In terms of whether he would advise any change in screening, “I have a hard time doing anything that much differently until a consensus is reached.”
Changing the conversation
But that change in consensus is likely to take some time.
“We have sort of this belief that early detection is the most important thing,” said Dr. Aaron Carroll, director of the Center for Health Policy and Professionalism Research at Indiana University. With more technology, he said, we seem to be doing more universal screening, and “there’s a growing body of evidence that may be overkill, picking up cancer, disease that doesn’t need to be treated,” leading to chemotherapy, surgery and radiation therapy that in the end isn’t being shown to save lives in some studies.
“It should be forcing us to really reconsider our stance, especially in the United States, where we are on the forefront of declaring everybody needs to be screened as much as possible,” Carroll said.
While mammograms still appear to convey some benefit, it’s also becoming clearer that screening has some downsides. What remains less clear is how to overcome years of messaging that screening saves lives and more is better, and to add in that there may be some negative effects from screening.

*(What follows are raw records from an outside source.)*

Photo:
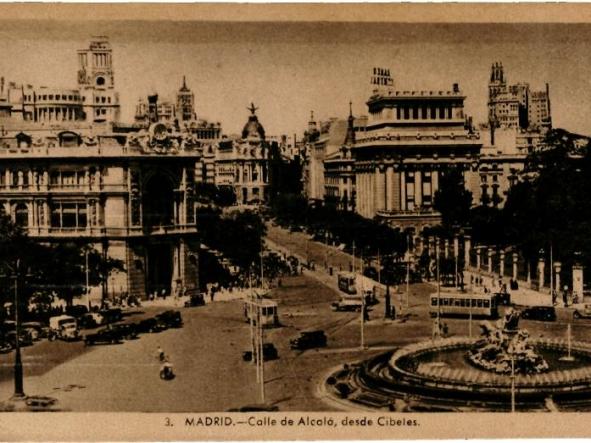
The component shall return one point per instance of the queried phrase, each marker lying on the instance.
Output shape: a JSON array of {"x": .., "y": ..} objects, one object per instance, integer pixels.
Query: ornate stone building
[
  {"x": 94, "y": 101},
  {"x": 244, "y": 163},
  {"x": 411, "y": 137},
  {"x": 128, "y": 191}
]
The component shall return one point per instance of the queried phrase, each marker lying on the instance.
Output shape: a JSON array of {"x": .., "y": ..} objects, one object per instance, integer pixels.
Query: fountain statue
[{"x": 504, "y": 346}]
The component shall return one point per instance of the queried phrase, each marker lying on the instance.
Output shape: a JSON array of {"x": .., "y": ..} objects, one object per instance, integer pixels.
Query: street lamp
[{"x": 19, "y": 392}]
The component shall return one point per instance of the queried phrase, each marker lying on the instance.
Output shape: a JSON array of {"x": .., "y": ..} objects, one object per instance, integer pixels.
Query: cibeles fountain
[{"x": 502, "y": 369}]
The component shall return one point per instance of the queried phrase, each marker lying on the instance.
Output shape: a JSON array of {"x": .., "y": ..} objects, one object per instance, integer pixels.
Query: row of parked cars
[
  {"x": 115, "y": 333},
  {"x": 67, "y": 327},
  {"x": 306, "y": 340}
]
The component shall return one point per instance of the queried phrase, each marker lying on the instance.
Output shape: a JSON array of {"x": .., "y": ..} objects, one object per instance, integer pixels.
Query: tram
[
  {"x": 347, "y": 282},
  {"x": 263, "y": 309},
  {"x": 463, "y": 304}
]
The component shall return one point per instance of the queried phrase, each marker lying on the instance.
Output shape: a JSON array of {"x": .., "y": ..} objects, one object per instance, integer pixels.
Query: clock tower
[
  {"x": 185, "y": 103},
  {"x": 96, "y": 82}
]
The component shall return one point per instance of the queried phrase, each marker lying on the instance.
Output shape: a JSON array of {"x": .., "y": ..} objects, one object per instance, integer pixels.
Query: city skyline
[{"x": 307, "y": 66}]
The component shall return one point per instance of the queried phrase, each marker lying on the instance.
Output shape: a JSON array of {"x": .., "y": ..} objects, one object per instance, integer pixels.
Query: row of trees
[{"x": 550, "y": 207}]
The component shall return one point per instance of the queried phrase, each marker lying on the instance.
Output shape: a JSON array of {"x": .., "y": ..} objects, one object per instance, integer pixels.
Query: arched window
[{"x": 21, "y": 215}]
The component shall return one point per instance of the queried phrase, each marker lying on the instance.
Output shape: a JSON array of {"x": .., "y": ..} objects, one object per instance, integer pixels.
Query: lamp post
[{"x": 19, "y": 392}]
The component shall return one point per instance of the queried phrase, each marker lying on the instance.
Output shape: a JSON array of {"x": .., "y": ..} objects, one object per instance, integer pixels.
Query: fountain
[{"x": 503, "y": 368}]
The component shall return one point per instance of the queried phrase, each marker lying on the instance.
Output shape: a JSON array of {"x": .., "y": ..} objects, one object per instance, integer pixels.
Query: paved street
[{"x": 207, "y": 353}]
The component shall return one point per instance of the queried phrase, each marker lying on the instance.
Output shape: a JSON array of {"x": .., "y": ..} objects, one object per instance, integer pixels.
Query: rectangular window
[
  {"x": 410, "y": 190},
  {"x": 70, "y": 215}
]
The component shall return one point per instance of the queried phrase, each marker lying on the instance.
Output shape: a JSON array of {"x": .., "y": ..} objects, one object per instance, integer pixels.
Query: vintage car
[
  {"x": 269, "y": 353},
  {"x": 35, "y": 329},
  {"x": 91, "y": 320},
  {"x": 63, "y": 327},
  {"x": 150, "y": 325},
  {"x": 309, "y": 340},
  {"x": 541, "y": 313},
  {"x": 172, "y": 319},
  {"x": 582, "y": 311},
  {"x": 105, "y": 335},
  {"x": 127, "y": 331},
  {"x": 24, "y": 338},
  {"x": 195, "y": 300},
  {"x": 111, "y": 315}
]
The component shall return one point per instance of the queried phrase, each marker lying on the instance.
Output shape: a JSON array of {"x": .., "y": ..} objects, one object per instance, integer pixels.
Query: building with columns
[
  {"x": 95, "y": 99},
  {"x": 243, "y": 163},
  {"x": 126, "y": 190},
  {"x": 410, "y": 138}
]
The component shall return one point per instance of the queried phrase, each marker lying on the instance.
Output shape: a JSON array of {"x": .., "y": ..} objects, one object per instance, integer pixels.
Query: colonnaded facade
[
  {"x": 411, "y": 137},
  {"x": 131, "y": 196},
  {"x": 127, "y": 190}
]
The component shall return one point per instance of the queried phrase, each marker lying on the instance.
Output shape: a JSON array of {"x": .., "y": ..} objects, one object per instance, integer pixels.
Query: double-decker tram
[
  {"x": 347, "y": 282},
  {"x": 464, "y": 304}
]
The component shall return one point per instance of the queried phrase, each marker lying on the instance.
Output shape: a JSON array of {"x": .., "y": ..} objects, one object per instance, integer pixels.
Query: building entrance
[{"x": 160, "y": 268}]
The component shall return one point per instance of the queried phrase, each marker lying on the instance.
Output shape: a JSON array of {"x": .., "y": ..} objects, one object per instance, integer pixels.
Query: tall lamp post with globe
[{"x": 15, "y": 274}]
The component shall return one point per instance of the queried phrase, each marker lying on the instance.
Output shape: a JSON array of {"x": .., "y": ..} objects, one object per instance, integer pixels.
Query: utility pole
[
  {"x": 87, "y": 281},
  {"x": 407, "y": 270},
  {"x": 19, "y": 392},
  {"x": 379, "y": 268},
  {"x": 261, "y": 355},
  {"x": 353, "y": 266}
]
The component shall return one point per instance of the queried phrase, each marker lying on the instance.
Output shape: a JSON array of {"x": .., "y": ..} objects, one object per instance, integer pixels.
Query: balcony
[{"x": 111, "y": 232}]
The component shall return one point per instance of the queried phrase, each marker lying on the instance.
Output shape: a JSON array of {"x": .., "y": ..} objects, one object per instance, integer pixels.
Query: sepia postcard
[{"x": 294, "y": 221}]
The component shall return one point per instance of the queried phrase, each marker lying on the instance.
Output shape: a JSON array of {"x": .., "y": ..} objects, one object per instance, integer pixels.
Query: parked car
[
  {"x": 91, "y": 320},
  {"x": 63, "y": 327},
  {"x": 105, "y": 335},
  {"x": 542, "y": 313},
  {"x": 76, "y": 310},
  {"x": 24, "y": 339},
  {"x": 111, "y": 315},
  {"x": 256, "y": 408},
  {"x": 195, "y": 300},
  {"x": 582, "y": 311},
  {"x": 172, "y": 319},
  {"x": 503, "y": 298},
  {"x": 5, "y": 346},
  {"x": 151, "y": 325},
  {"x": 127, "y": 331},
  {"x": 309, "y": 340},
  {"x": 269, "y": 353},
  {"x": 40, "y": 403},
  {"x": 35, "y": 329}
]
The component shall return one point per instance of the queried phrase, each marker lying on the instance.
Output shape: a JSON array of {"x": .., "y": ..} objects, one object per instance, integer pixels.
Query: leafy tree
[{"x": 452, "y": 199}]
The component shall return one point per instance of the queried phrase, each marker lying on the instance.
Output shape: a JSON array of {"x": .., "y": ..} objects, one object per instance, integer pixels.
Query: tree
[{"x": 452, "y": 199}]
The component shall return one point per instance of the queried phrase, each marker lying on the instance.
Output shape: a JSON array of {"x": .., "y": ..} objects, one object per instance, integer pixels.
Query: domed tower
[
  {"x": 253, "y": 129},
  {"x": 185, "y": 103},
  {"x": 96, "y": 82}
]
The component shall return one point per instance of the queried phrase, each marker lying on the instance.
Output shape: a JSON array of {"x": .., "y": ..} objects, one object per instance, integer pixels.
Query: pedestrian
[{"x": 436, "y": 329}]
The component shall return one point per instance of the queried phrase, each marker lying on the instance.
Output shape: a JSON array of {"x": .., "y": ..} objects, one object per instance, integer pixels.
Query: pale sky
[{"x": 289, "y": 69}]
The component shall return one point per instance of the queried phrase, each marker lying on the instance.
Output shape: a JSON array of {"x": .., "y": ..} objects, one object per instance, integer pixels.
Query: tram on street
[
  {"x": 347, "y": 282},
  {"x": 464, "y": 304},
  {"x": 263, "y": 309}
]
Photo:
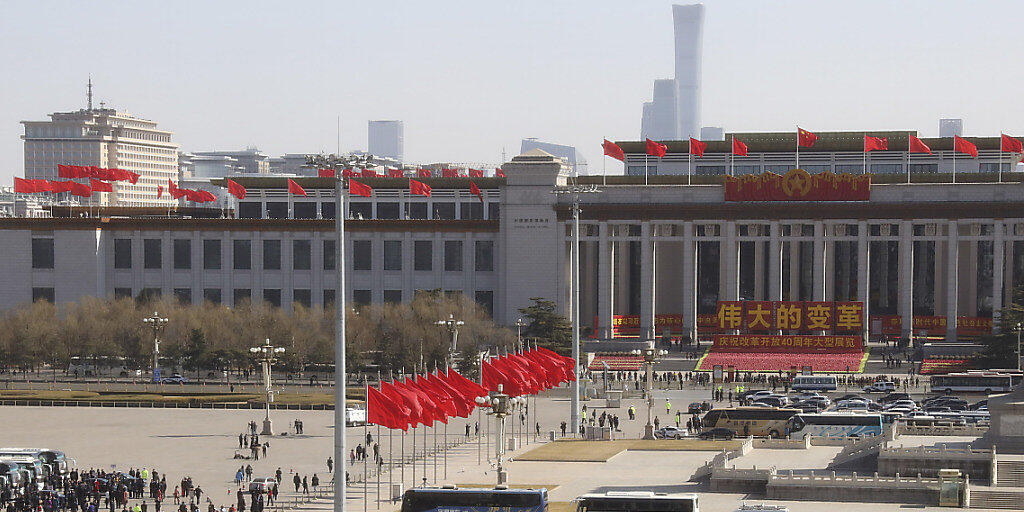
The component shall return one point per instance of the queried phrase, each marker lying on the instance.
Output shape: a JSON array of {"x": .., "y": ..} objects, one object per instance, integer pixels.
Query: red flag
[
  {"x": 475, "y": 190},
  {"x": 738, "y": 148},
  {"x": 240, "y": 192},
  {"x": 697, "y": 147},
  {"x": 98, "y": 185},
  {"x": 965, "y": 146},
  {"x": 876, "y": 143},
  {"x": 612, "y": 150},
  {"x": 23, "y": 185},
  {"x": 655, "y": 150},
  {"x": 357, "y": 188},
  {"x": 1010, "y": 144},
  {"x": 418, "y": 188},
  {"x": 916, "y": 145},
  {"x": 295, "y": 188}
]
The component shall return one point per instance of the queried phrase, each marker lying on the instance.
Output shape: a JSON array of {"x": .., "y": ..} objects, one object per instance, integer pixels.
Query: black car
[{"x": 717, "y": 433}]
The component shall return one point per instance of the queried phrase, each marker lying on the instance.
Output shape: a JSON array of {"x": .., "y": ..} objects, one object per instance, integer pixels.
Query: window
[
  {"x": 302, "y": 296},
  {"x": 272, "y": 296},
  {"x": 211, "y": 254},
  {"x": 42, "y": 253},
  {"x": 152, "y": 257},
  {"x": 301, "y": 257},
  {"x": 330, "y": 254},
  {"x": 485, "y": 298},
  {"x": 423, "y": 253},
  {"x": 182, "y": 254},
  {"x": 453, "y": 256},
  {"x": 271, "y": 255},
  {"x": 361, "y": 255},
  {"x": 211, "y": 295},
  {"x": 182, "y": 295},
  {"x": 484, "y": 261},
  {"x": 392, "y": 255},
  {"x": 39, "y": 294},
  {"x": 242, "y": 254},
  {"x": 360, "y": 297},
  {"x": 122, "y": 253}
]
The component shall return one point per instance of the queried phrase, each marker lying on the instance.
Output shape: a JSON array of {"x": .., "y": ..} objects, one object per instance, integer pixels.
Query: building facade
[
  {"x": 108, "y": 138},
  {"x": 912, "y": 253}
]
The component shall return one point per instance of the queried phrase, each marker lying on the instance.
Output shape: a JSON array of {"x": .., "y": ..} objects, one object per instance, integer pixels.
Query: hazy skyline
[{"x": 469, "y": 79}]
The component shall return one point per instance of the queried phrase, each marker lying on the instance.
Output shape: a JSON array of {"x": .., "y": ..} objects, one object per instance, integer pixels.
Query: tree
[{"x": 546, "y": 326}]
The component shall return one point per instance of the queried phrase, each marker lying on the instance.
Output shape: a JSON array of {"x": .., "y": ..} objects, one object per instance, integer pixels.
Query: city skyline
[{"x": 266, "y": 92}]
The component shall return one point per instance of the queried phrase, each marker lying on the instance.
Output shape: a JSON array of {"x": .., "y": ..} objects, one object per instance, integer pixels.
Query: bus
[
  {"x": 452, "y": 499},
  {"x": 987, "y": 382},
  {"x": 835, "y": 425},
  {"x": 814, "y": 383},
  {"x": 636, "y": 502},
  {"x": 769, "y": 422}
]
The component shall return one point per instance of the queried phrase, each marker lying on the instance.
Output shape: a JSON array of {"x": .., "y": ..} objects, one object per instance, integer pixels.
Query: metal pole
[{"x": 340, "y": 455}]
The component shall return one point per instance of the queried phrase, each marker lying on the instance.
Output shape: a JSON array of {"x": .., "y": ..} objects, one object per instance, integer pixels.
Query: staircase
[{"x": 1010, "y": 474}]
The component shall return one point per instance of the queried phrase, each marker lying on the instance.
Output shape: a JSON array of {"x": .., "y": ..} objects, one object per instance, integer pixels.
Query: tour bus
[
  {"x": 835, "y": 425},
  {"x": 814, "y": 383},
  {"x": 636, "y": 502},
  {"x": 987, "y": 382},
  {"x": 769, "y": 422},
  {"x": 452, "y": 499}
]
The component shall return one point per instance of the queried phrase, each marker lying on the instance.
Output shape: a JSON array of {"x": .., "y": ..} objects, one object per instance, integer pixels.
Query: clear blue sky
[{"x": 470, "y": 78}]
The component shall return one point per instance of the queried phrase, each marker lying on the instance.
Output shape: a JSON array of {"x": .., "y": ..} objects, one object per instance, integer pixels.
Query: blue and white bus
[
  {"x": 451, "y": 499},
  {"x": 835, "y": 425}
]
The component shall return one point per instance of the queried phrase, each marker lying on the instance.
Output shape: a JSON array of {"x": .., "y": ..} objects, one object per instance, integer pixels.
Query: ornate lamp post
[
  {"x": 157, "y": 324},
  {"x": 650, "y": 356},
  {"x": 266, "y": 356}
]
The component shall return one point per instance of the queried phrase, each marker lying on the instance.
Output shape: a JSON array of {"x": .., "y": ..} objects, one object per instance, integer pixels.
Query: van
[{"x": 814, "y": 383}]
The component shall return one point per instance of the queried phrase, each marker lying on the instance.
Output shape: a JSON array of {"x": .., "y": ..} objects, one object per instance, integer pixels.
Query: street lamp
[
  {"x": 576, "y": 190},
  {"x": 501, "y": 406},
  {"x": 158, "y": 325},
  {"x": 650, "y": 356},
  {"x": 453, "y": 326},
  {"x": 266, "y": 356}
]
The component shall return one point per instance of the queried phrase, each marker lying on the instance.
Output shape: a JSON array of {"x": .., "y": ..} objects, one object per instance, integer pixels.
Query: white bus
[
  {"x": 985, "y": 382},
  {"x": 637, "y": 501},
  {"x": 835, "y": 425},
  {"x": 814, "y": 383}
]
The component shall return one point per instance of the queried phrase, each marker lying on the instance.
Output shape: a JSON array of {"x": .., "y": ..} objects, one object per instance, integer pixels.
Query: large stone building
[{"x": 913, "y": 253}]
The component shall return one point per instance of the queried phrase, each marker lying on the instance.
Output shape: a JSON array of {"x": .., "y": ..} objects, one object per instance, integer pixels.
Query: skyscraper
[{"x": 386, "y": 138}]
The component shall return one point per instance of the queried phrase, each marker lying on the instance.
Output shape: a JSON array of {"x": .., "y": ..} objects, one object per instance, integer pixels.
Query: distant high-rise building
[
  {"x": 108, "y": 138},
  {"x": 682, "y": 105},
  {"x": 386, "y": 138}
]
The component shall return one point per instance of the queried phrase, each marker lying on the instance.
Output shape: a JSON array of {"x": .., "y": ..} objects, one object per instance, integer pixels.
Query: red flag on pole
[
  {"x": 916, "y": 145},
  {"x": 475, "y": 190},
  {"x": 357, "y": 188},
  {"x": 965, "y": 146},
  {"x": 876, "y": 143},
  {"x": 805, "y": 138},
  {"x": 295, "y": 188},
  {"x": 655, "y": 150},
  {"x": 697, "y": 147},
  {"x": 1010, "y": 144},
  {"x": 612, "y": 150},
  {"x": 419, "y": 187},
  {"x": 738, "y": 148},
  {"x": 240, "y": 192}
]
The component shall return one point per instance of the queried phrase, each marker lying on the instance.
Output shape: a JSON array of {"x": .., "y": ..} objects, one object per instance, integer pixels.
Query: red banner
[
  {"x": 786, "y": 343},
  {"x": 798, "y": 184}
]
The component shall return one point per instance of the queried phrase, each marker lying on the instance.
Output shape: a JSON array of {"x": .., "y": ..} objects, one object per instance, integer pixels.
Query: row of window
[{"x": 363, "y": 258}]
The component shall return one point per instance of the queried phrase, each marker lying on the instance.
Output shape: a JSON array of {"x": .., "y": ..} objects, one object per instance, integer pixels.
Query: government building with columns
[{"x": 923, "y": 254}]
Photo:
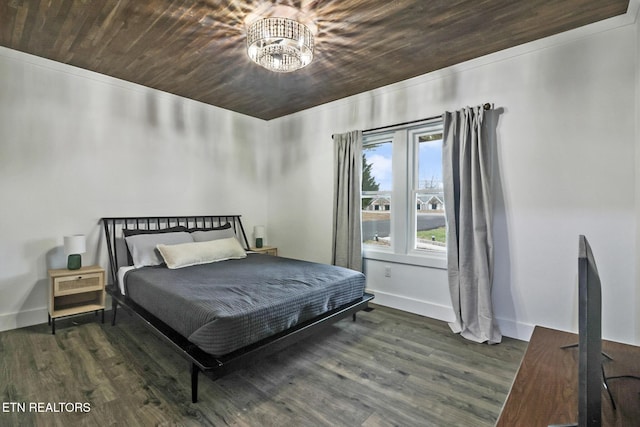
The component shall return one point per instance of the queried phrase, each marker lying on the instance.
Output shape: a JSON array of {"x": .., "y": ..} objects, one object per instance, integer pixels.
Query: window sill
[{"x": 431, "y": 260}]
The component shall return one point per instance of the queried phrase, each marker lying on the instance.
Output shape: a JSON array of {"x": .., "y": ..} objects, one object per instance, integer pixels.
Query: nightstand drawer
[{"x": 77, "y": 284}]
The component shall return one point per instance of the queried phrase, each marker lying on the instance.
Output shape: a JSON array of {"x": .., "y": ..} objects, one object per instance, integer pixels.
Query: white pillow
[
  {"x": 143, "y": 246},
  {"x": 187, "y": 254},
  {"x": 204, "y": 236}
]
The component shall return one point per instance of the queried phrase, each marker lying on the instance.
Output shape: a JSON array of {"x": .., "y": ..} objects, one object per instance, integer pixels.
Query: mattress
[{"x": 224, "y": 306}]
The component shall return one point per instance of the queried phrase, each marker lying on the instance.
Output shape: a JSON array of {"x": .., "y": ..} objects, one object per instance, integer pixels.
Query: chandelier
[{"x": 279, "y": 44}]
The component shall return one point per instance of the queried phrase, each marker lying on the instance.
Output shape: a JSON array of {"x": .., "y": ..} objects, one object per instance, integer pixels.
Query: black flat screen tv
[{"x": 590, "y": 374}]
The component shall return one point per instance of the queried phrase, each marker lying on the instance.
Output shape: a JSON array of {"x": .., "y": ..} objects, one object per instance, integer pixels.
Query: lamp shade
[{"x": 75, "y": 244}]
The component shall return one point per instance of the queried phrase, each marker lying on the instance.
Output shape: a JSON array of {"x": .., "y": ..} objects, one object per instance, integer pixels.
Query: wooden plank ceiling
[{"x": 196, "y": 48}]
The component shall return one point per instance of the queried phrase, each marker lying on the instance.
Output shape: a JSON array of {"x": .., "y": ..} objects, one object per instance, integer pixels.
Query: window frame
[{"x": 405, "y": 182}]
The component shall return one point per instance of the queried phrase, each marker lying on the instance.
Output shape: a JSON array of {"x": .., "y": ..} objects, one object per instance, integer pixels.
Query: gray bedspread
[{"x": 223, "y": 306}]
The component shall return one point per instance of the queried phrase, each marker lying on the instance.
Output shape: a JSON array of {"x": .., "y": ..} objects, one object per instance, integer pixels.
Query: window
[
  {"x": 404, "y": 165},
  {"x": 377, "y": 185}
]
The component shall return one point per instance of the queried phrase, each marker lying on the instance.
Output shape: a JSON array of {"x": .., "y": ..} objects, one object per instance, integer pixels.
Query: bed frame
[{"x": 214, "y": 367}]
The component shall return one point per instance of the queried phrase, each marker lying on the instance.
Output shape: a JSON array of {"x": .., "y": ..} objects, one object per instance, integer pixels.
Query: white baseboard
[
  {"x": 508, "y": 328},
  {"x": 517, "y": 330},
  {"x": 423, "y": 308},
  {"x": 23, "y": 319}
]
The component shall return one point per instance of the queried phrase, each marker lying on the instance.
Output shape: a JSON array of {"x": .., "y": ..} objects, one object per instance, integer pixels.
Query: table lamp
[
  {"x": 258, "y": 233},
  {"x": 73, "y": 247}
]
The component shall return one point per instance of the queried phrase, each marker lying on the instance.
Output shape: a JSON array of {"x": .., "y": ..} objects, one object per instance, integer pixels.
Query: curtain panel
[
  {"x": 347, "y": 227},
  {"x": 467, "y": 166}
]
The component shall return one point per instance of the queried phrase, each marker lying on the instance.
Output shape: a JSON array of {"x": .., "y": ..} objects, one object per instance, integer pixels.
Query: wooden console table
[{"x": 545, "y": 390}]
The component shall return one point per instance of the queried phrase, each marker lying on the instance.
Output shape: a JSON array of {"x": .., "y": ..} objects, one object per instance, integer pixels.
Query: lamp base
[{"x": 74, "y": 262}]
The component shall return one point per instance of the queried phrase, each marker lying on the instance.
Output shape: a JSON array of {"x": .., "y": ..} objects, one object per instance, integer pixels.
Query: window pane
[
  {"x": 376, "y": 167},
  {"x": 431, "y": 231},
  {"x": 376, "y": 219},
  {"x": 429, "y": 201}
]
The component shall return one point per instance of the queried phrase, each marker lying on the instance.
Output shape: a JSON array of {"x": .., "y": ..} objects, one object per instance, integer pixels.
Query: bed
[{"x": 194, "y": 281}]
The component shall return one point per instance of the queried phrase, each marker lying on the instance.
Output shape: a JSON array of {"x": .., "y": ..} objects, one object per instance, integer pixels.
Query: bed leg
[
  {"x": 194, "y": 382},
  {"x": 114, "y": 311}
]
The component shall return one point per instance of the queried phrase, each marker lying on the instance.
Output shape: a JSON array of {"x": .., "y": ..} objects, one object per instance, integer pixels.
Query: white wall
[
  {"x": 567, "y": 143},
  {"x": 76, "y": 146}
]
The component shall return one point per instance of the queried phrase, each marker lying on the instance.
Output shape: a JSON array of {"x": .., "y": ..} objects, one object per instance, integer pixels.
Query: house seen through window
[{"x": 402, "y": 191}]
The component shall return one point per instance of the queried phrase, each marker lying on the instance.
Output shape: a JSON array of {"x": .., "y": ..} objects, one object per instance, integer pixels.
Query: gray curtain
[
  {"x": 467, "y": 165},
  {"x": 347, "y": 229}
]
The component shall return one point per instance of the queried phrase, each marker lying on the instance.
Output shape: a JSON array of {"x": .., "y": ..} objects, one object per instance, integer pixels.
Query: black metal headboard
[{"x": 115, "y": 239}]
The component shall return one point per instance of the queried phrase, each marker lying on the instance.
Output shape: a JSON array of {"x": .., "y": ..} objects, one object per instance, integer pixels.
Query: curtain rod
[{"x": 486, "y": 106}]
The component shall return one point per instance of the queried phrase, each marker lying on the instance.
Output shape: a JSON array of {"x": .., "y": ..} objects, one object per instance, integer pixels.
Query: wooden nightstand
[
  {"x": 269, "y": 250},
  {"x": 75, "y": 292}
]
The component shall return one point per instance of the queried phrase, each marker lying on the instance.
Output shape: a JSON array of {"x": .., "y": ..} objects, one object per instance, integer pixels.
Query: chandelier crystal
[{"x": 279, "y": 44}]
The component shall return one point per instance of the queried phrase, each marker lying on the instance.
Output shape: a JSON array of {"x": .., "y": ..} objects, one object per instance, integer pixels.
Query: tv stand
[{"x": 545, "y": 390}]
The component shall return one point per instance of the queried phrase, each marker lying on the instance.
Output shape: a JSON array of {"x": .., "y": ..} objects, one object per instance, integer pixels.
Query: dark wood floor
[{"x": 389, "y": 368}]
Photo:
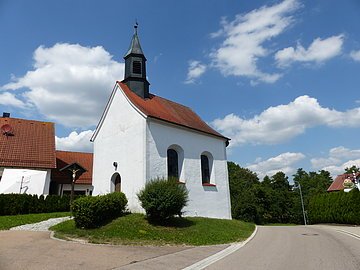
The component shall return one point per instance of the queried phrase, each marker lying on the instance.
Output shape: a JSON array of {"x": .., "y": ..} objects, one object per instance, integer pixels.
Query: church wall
[
  {"x": 206, "y": 201},
  {"x": 121, "y": 139}
]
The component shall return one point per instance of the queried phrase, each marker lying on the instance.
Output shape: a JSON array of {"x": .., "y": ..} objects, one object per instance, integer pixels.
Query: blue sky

“Overtreatment is particularly hard because it seems like people’s lives are being saved,” said Brendan Nyhan, an assistant professor in the department of government at Dartmouth College who studies misconceptions about health care.
“Breast cancer has become a cause, and everyone is in favor of fighting breast cancer, and so when you’re told the way we’ve been fighting breast cancer is ineffective, it’s not surprising that people aren’t receptive to that information,” he said, suggesting it may take legislation or other measures at the policy level to actually implement a different program. “I don’t think we know how to change the conversation on the effectiveness of mammograms.”